Reincarnation, literally "to be made flesh again", is the belief that the soul, after death of the body, comes back to earth in another body. According to one belief, a new personality is developed during each life in the physical world, but the soul remains constant throughout the successive lives.
During recent decades, a significant number of people in the West have developed a belief in reincarnation. Feature films, such as Kundun, What Dreams May Come and Birth, contemporary books by authors such as Carol Bowman and Vicki Mackenzie, as well as popular songs, regularly mention reincarnation.
The scientific consensus, as expressed by the National Science Foundation, has identified and described ten subjects, including reincarnation, and they consider belief in those subjects to be pseudoscientific beliefs.
Eastern philosophical and religious beliefs regarding the existence or non-existence of an unchanging 'self' have a direct bearing on how reincarnation is viewed within a given tradition. There are large differences in philosophical beliefs regarding the nature of the soul (also known as the jiva or atman) amongst Eastern religions such as Hinduism and Jainism that do accept such an idea.[citation needed]

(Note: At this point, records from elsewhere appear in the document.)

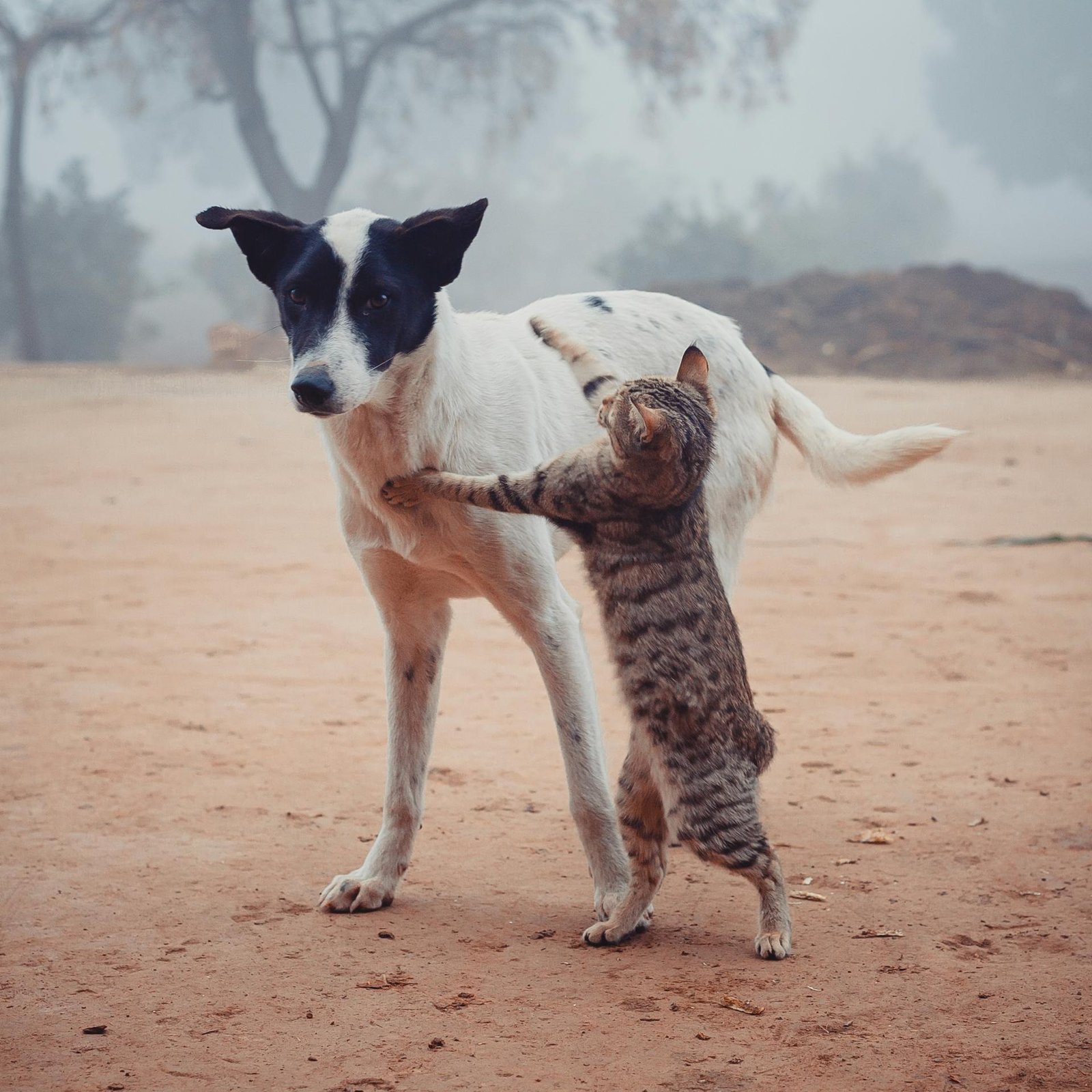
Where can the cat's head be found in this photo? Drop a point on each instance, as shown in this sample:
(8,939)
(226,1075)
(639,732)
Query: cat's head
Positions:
(658,424)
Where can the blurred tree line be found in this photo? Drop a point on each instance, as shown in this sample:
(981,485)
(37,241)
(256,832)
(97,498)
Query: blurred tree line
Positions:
(879,213)
(1014,83)
(364,65)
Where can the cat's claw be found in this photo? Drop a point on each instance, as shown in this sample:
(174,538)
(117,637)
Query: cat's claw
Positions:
(773,945)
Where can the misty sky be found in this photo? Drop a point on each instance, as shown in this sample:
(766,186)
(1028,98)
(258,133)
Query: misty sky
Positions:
(580,179)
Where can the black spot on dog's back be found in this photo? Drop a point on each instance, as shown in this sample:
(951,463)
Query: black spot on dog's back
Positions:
(593,385)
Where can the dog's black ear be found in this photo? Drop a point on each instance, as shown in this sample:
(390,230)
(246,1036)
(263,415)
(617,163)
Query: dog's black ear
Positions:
(436,240)
(262,236)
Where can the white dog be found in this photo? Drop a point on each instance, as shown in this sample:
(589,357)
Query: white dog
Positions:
(401,380)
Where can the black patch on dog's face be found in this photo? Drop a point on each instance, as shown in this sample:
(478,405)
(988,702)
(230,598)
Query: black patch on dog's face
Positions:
(390,306)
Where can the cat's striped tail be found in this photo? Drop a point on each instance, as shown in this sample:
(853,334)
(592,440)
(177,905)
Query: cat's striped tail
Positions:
(844,458)
(586,365)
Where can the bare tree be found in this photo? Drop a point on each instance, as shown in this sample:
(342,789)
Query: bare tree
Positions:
(46,29)
(507,51)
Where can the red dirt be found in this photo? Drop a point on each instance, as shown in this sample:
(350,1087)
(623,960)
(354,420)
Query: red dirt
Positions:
(192,744)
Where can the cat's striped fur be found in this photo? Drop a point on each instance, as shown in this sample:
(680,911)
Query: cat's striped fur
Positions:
(633,502)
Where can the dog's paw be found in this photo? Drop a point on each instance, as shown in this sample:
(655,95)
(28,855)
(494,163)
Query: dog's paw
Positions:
(403,493)
(347,895)
(607,902)
(773,945)
(602,934)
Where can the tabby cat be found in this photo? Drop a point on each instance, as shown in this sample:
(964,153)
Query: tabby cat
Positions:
(633,502)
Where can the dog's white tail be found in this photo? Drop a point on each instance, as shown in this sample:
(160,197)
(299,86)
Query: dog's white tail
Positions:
(844,458)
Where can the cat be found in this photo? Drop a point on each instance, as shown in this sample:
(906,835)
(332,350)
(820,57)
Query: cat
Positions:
(633,502)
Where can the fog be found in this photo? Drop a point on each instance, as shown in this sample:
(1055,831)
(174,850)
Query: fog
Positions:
(575,183)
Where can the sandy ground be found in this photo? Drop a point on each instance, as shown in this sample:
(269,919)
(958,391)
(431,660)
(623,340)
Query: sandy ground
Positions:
(192,744)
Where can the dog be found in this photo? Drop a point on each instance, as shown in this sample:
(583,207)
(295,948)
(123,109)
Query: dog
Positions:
(400,380)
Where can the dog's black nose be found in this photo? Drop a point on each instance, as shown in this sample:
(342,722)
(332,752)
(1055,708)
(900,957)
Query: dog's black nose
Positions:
(314,389)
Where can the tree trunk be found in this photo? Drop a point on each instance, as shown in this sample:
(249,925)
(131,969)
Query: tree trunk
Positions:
(229,29)
(29,334)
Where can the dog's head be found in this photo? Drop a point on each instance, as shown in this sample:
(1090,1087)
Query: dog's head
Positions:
(356,291)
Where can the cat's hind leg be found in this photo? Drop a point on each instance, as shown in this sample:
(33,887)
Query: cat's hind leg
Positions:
(644,833)
(721,824)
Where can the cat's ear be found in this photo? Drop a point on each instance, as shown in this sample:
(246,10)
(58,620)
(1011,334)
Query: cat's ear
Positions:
(648,424)
(695,369)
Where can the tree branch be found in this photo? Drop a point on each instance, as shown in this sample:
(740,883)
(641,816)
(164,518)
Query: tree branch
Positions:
(307,58)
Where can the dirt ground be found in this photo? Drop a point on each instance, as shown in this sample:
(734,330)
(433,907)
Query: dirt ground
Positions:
(192,744)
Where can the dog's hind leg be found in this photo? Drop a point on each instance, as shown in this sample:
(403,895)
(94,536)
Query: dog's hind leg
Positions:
(416,620)
(531,597)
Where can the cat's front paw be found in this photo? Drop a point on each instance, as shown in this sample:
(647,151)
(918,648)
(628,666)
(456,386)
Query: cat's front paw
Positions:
(403,493)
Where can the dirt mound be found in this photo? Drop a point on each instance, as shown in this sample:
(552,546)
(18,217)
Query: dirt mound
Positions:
(945,322)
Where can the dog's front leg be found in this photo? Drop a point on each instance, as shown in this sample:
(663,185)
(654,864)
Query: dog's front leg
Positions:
(531,597)
(416,620)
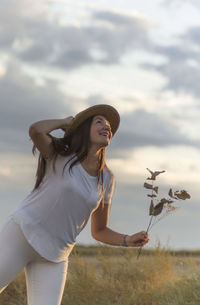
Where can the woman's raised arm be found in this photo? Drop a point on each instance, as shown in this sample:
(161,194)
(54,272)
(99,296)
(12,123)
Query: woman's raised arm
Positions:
(39,133)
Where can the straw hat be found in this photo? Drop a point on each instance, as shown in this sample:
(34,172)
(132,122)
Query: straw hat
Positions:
(109,112)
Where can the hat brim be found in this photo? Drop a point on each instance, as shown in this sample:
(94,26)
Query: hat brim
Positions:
(109,112)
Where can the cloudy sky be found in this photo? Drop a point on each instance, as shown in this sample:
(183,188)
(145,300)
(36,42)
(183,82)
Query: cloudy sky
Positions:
(142,57)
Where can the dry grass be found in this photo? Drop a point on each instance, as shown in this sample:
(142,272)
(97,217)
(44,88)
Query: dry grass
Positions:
(114,276)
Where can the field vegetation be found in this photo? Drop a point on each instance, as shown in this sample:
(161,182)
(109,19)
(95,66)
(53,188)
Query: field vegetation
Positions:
(102,275)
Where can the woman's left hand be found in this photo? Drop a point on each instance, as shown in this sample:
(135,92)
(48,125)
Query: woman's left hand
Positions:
(137,240)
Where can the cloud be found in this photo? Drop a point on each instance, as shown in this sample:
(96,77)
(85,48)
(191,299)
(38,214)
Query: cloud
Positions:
(142,128)
(182,67)
(181,2)
(23,102)
(35,39)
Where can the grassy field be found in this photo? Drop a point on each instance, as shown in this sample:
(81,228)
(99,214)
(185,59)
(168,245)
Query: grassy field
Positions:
(103,275)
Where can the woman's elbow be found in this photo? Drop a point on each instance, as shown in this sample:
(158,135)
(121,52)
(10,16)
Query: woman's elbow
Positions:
(33,130)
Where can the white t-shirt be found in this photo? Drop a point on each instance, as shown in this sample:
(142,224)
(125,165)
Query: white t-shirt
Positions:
(54,214)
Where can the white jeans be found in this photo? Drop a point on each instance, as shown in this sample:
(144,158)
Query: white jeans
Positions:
(45,280)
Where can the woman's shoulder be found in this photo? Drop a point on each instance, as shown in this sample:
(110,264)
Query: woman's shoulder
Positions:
(109,175)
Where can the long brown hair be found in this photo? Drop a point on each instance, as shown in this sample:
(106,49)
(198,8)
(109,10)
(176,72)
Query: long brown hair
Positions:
(78,144)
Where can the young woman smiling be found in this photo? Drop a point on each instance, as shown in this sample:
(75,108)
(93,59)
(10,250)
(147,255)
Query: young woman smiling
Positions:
(73,183)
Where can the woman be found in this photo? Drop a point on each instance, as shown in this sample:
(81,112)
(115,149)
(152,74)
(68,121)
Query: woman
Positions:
(73,182)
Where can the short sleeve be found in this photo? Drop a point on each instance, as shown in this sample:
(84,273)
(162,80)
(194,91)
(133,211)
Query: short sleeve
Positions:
(109,188)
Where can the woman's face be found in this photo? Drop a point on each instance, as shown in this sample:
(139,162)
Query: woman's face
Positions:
(100,131)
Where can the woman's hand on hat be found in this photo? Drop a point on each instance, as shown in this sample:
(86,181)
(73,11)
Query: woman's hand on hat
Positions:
(66,122)
(137,240)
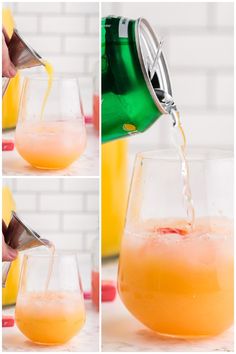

According to the scriptures, Siddhārtha Gautama taught a concept of rebirth that was distinct from that of any known contemporary Indian teacher. This concept was consistent with the common notion of a sequence of related lives stretching over a very long time, but was constrained by two core Buddhist concepts: anattā, that there is no irreducible ātman or "self" tying these lives together; and anicca, that all compounded things are subject to dissolution, including all the components of the human person and personality. At the death of one personality, a new one comes into being, much as the flame of a dying candle can serve to light the flame of another.
Buddhism suggests that samsara, the process of rebirth, occurs across five or six realms of existence. It is actually said in Tibetan Buddhism that it is very rare for a person to be reborn in the immediate next life as a human. This depends on the karmic potentialities (or "seeds") they have created with their actions and upon their state of mind at the time of death. If we die with a peaceful mind, this will stimulate a virtuous seed and we shall experience a fortunate rebirth; but if we die with a disturbed mind, in a state of anger, say, this will stimulate a non-virtuous seed and we shall experience an unfortunate rebirth. This is similar to the way in which nightmares are triggered by our being in an agitated state of mind just before falling asleep.
Skeptic Carl Sagan asked the Dalai Lama what would he do if a fundamental tenet of his religion (reincarnation) was definitively disproved by science. The Dalai Lama answered; "if science can disprove reincarnation, Tibetan Buddhism would abandon reincarnation... but it's going to be mighty hard to disprove reincarnation.